In August, a Texas jury ordered Jones to pay $4.1 million in compensatory damages and $45.2 million in punitive damages to the family of 6-year-old Sandy Hook victim Jesse Lewis. Plaintiffs Neil Heslin and Scarlett Lewis, his parents, said Jones’ claims made their lives a “living hell.” Jones admitted that he now believes the shooting was “100% real.”
It was during the Texas damages trial that the entire contents of Jones’ phone was sent to plaintiffs’ attorneys – presumably in error. That caught the interest of the Jan. 6 Committee, which wanted to subpoena Jones’ text messages and emails for their Capitol riot investigation. The committee previously subpoenaed Jones in Nov. 21 and has been looking into his media support of the Jan. 6 riot and his relationship with Oath Keepers militia leader Stewart Rhodes.
The jury ordered Jones to pay $120 million plaintiff Robbie Parker, father of 6-year-old Emilie Parker, $55 million to David Wheeler and $54 million to Francine Wheeler, parents of 6-year-old Benjamin Wheeler, $57.6 million to Mark Barden & $28.8 million to Jackie Barden, parents of 7-year-old Daniel Barden and $73.6 million to Nicole Hockley and $81.6 million to Ian Hockley, parents of 6-year-old Dylan Hockley.
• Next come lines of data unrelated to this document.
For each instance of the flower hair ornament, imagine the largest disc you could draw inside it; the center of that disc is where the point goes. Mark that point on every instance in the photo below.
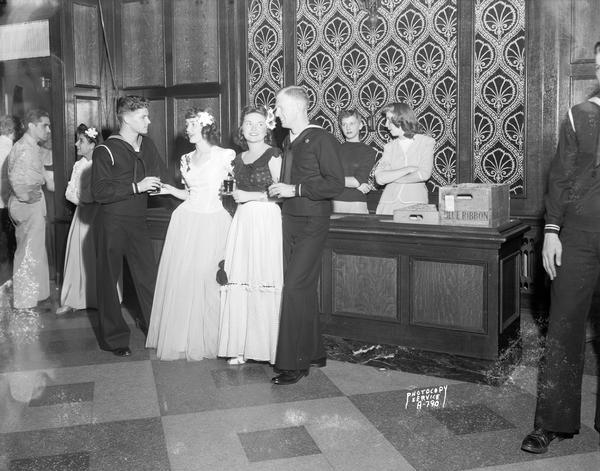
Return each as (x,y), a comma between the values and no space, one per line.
(270,121)
(203,119)
(92,133)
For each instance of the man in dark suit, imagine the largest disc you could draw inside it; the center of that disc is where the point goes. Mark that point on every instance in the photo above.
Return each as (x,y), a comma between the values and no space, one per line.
(311,176)
(124,170)
(571,258)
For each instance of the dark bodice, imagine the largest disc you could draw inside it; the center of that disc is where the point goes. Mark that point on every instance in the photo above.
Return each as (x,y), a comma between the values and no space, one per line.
(255,176)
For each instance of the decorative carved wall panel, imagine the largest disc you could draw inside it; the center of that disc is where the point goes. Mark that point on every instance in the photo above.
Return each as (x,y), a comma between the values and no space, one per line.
(411,56)
(86,45)
(142,32)
(448,294)
(365,285)
(265,51)
(499,94)
(195,40)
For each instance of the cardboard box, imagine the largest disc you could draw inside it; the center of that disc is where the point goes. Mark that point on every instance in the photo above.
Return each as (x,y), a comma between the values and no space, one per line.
(474,204)
(417,214)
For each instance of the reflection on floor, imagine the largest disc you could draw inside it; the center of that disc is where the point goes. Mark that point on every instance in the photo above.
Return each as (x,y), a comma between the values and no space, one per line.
(66,405)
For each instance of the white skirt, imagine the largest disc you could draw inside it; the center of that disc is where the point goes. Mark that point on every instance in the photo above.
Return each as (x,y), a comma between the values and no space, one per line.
(251,301)
(185,311)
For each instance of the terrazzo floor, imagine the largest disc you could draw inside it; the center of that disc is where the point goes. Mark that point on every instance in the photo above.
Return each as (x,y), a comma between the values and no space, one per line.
(67,405)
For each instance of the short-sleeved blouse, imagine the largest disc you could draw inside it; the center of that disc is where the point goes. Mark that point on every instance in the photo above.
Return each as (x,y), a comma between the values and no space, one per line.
(255,176)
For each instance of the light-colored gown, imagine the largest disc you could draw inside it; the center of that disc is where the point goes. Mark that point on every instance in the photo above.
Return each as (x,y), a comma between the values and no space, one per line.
(397,154)
(251,300)
(185,312)
(79,277)
(31,279)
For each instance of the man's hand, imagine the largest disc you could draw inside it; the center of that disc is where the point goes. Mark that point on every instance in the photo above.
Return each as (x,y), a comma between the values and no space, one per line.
(149,184)
(282,190)
(551,254)
(240,196)
(33,196)
(364,188)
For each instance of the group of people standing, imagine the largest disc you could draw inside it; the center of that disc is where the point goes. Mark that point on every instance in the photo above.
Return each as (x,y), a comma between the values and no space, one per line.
(242,288)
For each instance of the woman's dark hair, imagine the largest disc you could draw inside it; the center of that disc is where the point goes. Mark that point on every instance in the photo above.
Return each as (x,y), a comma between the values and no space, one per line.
(349,113)
(403,117)
(261,110)
(82,128)
(209,132)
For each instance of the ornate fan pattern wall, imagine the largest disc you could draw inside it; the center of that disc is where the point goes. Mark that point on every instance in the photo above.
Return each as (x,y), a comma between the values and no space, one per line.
(265,51)
(411,56)
(499,94)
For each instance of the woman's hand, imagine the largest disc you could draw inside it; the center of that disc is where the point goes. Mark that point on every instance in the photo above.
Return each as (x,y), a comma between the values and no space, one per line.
(240,196)
(282,190)
(151,184)
(165,189)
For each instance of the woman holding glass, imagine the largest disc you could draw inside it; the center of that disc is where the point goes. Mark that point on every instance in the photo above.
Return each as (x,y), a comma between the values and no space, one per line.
(79,278)
(407,160)
(250,301)
(185,311)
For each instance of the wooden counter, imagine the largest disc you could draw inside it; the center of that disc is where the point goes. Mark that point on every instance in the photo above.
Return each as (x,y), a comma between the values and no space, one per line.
(448,289)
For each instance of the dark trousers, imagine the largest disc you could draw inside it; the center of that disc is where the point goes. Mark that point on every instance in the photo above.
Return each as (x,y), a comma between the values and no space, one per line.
(559,390)
(8,243)
(118,237)
(300,338)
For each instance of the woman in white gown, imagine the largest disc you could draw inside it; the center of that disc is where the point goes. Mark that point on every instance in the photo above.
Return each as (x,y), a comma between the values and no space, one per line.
(250,301)
(185,311)
(79,277)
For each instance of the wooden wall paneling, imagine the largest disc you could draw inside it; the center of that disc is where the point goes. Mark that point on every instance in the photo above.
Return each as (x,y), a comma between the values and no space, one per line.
(158,127)
(584,29)
(87,111)
(86,45)
(581,88)
(365,285)
(448,294)
(142,43)
(239,95)
(509,298)
(57,28)
(195,41)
If the $965 million award were to withstand appeals and the discretion of judges, it could rank among the largest civil lawsuit outcomes in American history. It would come nowhere near the $206 billion that the four largest U.S. tobacco companies agreed to pay in a 1998 settlement, and is still dwarfed by BP’s $20 billion settlement for the 2010 Deepwater Horizon oil spill. A Texas jury in 2011 awarded the family of a man who was horribly burned as a child $150 billion – though that award was largely symbolic, as the family knew it would never collect.